LONDON (Reuters) ? Zimbabwe's military and police are running torture camps in diamond mining areas, the BBC said on Monday, in a report that could have implications for moves to ease restrictions on the region's diamond trade.
The BBC said it had heard first-hand accounts of prisoners being beaten, raped and savaged by dogs in and around Zimbabwe's Marange diamond fields. The prisoners were miners who had demanded too much pay or had mined independently.
"The most recent victim we had was from February ... It's still open and operating," BBC reporter Hilary Andersson told Reuters.
Accounts of the prisoner abuse are due to be broadcast later Monday in the BBC's Panorama TV program.
The BBC said it had put evidence of the torture camps to Zimbabwe's government, and that while it acknowledged receipt, it did not respond.

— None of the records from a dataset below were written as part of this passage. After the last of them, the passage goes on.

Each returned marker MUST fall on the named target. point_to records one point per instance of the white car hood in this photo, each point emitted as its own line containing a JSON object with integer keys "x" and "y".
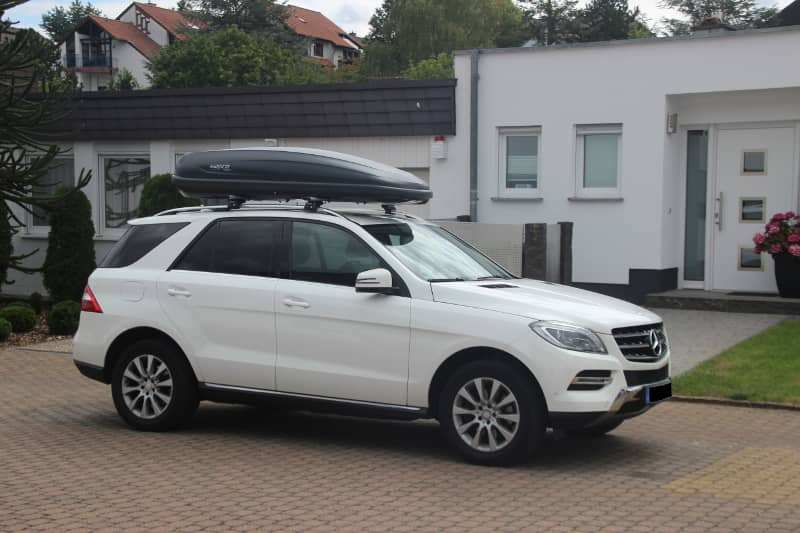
{"x": 541, "y": 300}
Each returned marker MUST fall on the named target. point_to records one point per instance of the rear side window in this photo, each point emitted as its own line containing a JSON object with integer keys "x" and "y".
{"x": 137, "y": 242}
{"x": 244, "y": 247}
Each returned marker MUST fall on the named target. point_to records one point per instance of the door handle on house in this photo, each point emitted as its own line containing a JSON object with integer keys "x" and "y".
{"x": 291, "y": 302}
{"x": 172, "y": 291}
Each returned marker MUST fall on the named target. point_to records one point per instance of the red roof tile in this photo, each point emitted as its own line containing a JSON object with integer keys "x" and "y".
{"x": 125, "y": 31}
{"x": 172, "y": 21}
{"x": 314, "y": 24}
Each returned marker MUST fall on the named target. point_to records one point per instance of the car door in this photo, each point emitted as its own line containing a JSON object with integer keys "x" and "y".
{"x": 333, "y": 341}
{"x": 220, "y": 295}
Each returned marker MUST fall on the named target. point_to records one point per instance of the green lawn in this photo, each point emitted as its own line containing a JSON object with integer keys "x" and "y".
{"x": 762, "y": 368}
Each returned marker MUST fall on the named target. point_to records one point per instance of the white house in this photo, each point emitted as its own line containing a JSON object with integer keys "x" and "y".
{"x": 667, "y": 154}
{"x": 100, "y": 47}
{"x": 123, "y": 138}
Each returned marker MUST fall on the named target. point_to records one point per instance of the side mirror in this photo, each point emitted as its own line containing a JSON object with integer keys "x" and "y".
{"x": 377, "y": 280}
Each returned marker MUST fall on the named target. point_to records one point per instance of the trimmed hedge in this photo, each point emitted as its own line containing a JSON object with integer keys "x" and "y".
{"x": 159, "y": 194}
{"x": 63, "y": 318}
{"x": 70, "y": 246}
{"x": 22, "y": 318}
{"x": 5, "y": 329}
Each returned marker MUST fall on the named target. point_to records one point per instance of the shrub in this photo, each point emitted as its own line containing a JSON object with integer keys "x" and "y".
{"x": 63, "y": 318}
{"x": 5, "y": 329}
{"x": 22, "y": 319}
{"x": 37, "y": 301}
{"x": 159, "y": 194}
{"x": 70, "y": 246}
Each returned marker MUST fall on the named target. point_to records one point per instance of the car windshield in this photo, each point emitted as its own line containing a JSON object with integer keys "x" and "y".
{"x": 435, "y": 254}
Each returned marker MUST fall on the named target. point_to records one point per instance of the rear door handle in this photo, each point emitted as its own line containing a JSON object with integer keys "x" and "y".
{"x": 291, "y": 302}
{"x": 172, "y": 291}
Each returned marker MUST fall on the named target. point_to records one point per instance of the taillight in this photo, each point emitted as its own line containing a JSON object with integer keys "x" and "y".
{"x": 89, "y": 302}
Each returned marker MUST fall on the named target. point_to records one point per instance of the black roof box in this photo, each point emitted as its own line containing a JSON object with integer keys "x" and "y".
{"x": 295, "y": 173}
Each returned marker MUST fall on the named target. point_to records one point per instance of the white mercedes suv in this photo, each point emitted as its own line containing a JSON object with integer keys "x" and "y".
{"x": 372, "y": 313}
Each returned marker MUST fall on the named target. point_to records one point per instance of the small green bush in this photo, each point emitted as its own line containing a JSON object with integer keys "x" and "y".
{"x": 37, "y": 302}
{"x": 22, "y": 318}
{"x": 63, "y": 318}
{"x": 5, "y": 329}
{"x": 159, "y": 194}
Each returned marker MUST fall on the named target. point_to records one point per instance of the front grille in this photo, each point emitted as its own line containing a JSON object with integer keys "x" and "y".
{"x": 636, "y": 343}
{"x": 641, "y": 377}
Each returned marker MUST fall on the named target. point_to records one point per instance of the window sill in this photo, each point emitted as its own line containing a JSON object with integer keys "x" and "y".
{"x": 517, "y": 198}
{"x": 596, "y": 199}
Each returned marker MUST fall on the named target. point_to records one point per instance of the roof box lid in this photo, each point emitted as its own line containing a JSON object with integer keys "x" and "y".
{"x": 295, "y": 173}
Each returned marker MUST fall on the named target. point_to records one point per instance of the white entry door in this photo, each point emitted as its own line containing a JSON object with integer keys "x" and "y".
{"x": 754, "y": 178}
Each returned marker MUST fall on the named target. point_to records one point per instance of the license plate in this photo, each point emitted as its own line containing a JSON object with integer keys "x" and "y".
{"x": 658, "y": 393}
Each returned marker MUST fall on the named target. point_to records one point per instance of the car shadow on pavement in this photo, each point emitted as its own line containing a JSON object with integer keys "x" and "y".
{"x": 413, "y": 439}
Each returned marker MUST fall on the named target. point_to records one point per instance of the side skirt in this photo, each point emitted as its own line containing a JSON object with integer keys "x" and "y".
{"x": 215, "y": 392}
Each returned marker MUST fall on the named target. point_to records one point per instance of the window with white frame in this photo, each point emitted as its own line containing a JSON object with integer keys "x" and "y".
{"x": 598, "y": 161}
{"x": 60, "y": 174}
{"x": 519, "y": 162}
{"x": 123, "y": 180}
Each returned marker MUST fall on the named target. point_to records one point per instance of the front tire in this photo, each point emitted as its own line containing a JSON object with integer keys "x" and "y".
{"x": 492, "y": 414}
{"x": 153, "y": 387}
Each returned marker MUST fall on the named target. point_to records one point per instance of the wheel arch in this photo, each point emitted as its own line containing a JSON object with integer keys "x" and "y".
{"x": 468, "y": 355}
{"x": 128, "y": 337}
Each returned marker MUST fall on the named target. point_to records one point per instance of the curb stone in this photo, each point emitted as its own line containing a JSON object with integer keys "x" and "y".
{"x": 737, "y": 403}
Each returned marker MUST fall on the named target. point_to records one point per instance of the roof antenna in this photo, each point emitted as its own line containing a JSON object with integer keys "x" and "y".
{"x": 312, "y": 204}
{"x": 235, "y": 202}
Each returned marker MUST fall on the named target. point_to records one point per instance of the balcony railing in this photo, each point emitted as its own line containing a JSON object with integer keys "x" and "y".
{"x": 78, "y": 61}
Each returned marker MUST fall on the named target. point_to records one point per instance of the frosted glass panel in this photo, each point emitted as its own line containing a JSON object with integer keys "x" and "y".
{"x": 600, "y": 162}
{"x": 522, "y": 161}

The European Union is looking at ways to allow some of Marange's diamonds onto the world market under the Kimberley Process, a scheme that certifies that revenues from diamond sales will not fund conflicts, the BBC said.
The main torture camp is near a mine that the EU is considering approving exports from, run by a personal friend of Zimbabwean President Robert Mugabe, the BBC said.
"We pressed for Zimbabwe to adhere to the principles of the Kimberley Process. Two Marange mines currently meet these standards; it is only from these locations that we support exports," said British Africa Minister Henry Bellingham.
"From all other Marange mines, the UK and the EU continue to strongly oppose the resumption of exports until independent, international experts deem them to comply," he added.
Sales restrictions on Marange diamonds were imposed in 2009 after reports of killings and abuses in Zimbabwean diamond fields in 2008.